While the list of facts about our pre-history may continue to grow ever clearer and ever-more detailed, short of them including a god or alien intervention, the moral history will likely remain the same. There are of course people who wouldn’t derive the same meaning as this, and it’s conceivable that groups of people could be, for a brief moment in history, taught and raised to believe a different moral history (e.g through a dictatorship), but this transgression is unlikely to permanently affect the trajectory of moral history, and probably will in fact only serve to strengthen the dominant values. We recognise the existence of extreme cases involving extreme individuals, and that they are not representative of what we humans want for ourselves in the long run.
Either the facts are predictive or the moral tale is instructive, but without one or the other the study of history is a self-contained intellectual pursuit which contradicts its own history.
As with other problems that spring from an imbalance between our evolutionary biology and our current state of technological advancement, it could be that we have yet to learn how to properly apply the analytical tools we have recently had bestowed upon us. As if symbols were just relics of the past to be replaced by a simple, fact-based, true-or-false dichotomy that takes everything on face value. But if science has taught us anything it is that we still have our tribal, implicitly-operating, metaphor-driven brains, we just happen to think we have outgrown them. The moral history of history itself is that we must learn from the past in order to avoid repeating mistakes, but also to be guided towards our greater potential. This is the most universally understood idea about history.
Suspension of disbelief doesn’t necessarily mean that the story becomes easier to follow, it simply
means that you are using the right tool for the job.
If we try to imagine what the moral history of one of the terrorists involved in the world trade centre attacks might look like compared to say, one of the surviving victims, we might immediately assume that they clash, however it seems more likely that they must converge.

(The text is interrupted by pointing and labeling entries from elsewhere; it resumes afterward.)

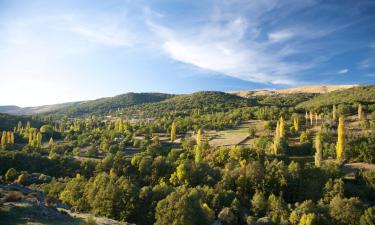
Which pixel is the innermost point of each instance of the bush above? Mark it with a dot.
(13, 197)
(11, 175)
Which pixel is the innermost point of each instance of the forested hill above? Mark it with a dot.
(110, 104)
(201, 102)
(8, 122)
(362, 94)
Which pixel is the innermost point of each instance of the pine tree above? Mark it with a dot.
(360, 111)
(318, 148)
(173, 132)
(340, 147)
(334, 112)
(50, 143)
(199, 137)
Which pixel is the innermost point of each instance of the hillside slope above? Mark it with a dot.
(204, 102)
(106, 105)
(317, 89)
(364, 94)
(16, 110)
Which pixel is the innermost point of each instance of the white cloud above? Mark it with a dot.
(343, 71)
(280, 36)
(221, 48)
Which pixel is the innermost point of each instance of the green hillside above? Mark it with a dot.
(107, 105)
(201, 102)
(363, 94)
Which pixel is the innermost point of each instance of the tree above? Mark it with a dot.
(334, 112)
(259, 204)
(50, 143)
(22, 179)
(318, 148)
(360, 111)
(182, 207)
(199, 137)
(3, 139)
(296, 123)
(282, 127)
(227, 216)
(340, 146)
(12, 138)
(344, 210)
(11, 175)
(309, 219)
(173, 132)
(368, 217)
(279, 137)
(277, 140)
(277, 209)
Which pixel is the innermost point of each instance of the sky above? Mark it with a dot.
(62, 51)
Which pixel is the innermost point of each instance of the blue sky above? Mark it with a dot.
(59, 51)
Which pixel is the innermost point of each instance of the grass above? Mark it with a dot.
(26, 213)
(234, 136)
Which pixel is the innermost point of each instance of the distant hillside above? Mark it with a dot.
(106, 105)
(15, 110)
(205, 101)
(8, 122)
(298, 90)
(363, 94)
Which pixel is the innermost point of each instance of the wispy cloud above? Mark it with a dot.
(343, 71)
(280, 36)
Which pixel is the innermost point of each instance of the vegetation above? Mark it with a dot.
(152, 161)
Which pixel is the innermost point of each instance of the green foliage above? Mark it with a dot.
(364, 94)
(11, 175)
(182, 207)
(368, 217)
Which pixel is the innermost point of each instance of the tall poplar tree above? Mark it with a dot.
(360, 111)
(318, 148)
(340, 146)
(50, 143)
(3, 138)
(334, 112)
(276, 139)
(173, 132)
(296, 123)
(199, 137)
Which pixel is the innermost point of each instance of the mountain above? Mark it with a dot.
(98, 106)
(363, 94)
(297, 90)
(16, 110)
(202, 102)
(109, 104)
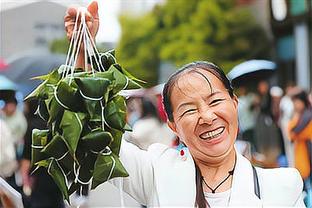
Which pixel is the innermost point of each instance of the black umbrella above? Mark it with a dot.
(24, 67)
(251, 72)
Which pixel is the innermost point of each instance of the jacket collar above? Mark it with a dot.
(175, 180)
(176, 183)
(242, 193)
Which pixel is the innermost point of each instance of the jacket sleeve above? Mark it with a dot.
(140, 184)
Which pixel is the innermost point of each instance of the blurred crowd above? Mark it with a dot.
(275, 130)
(277, 123)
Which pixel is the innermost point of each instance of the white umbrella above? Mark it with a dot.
(252, 70)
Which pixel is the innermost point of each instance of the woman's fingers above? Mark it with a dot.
(92, 19)
(69, 21)
(93, 22)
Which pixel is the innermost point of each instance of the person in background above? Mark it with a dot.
(202, 111)
(286, 112)
(149, 129)
(267, 134)
(8, 163)
(300, 133)
(246, 116)
(40, 187)
(16, 122)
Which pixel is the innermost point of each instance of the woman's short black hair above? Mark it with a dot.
(193, 67)
(303, 96)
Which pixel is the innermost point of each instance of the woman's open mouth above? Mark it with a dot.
(212, 134)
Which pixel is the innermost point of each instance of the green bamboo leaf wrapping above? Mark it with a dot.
(125, 72)
(39, 141)
(87, 167)
(66, 96)
(42, 110)
(97, 140)
(107, 167)
(72, 125)
(55, 109)
(94, 109)
(56, 147)
(120, 80)
(107, 60)
(93, 87)
(58, 176)
(75, 123)
(107, 75)
(115, 113)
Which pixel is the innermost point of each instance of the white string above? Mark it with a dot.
(80, 124)
(76, 35)
(49, 167)
(70, 45)
(122, 202)
(127, 83)
(63, 156)
(112, 169)
(37, 146)
(83, 25)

For example, the terrorist believes that freedom is good, that one must stand up for their beliefs and be willing to go to war if necessary. He also thinks war is bad, doesn’t actually want to die (like most soldiers and average people) and would prefer if given the choice, not to have to kill others.
In a way, the moral history is like an idealised version of events that works to self-replicate through us. In the same way that we tend to paint a picture of what somebody is like and then act in accordance with it, the primary objective of such an image or story is to structure our behaviour through sub-conscious heuristics.
The symbols used by advertising agencies work in the same way as in a moral tale, except on a much smaller timescale, and for a very different end.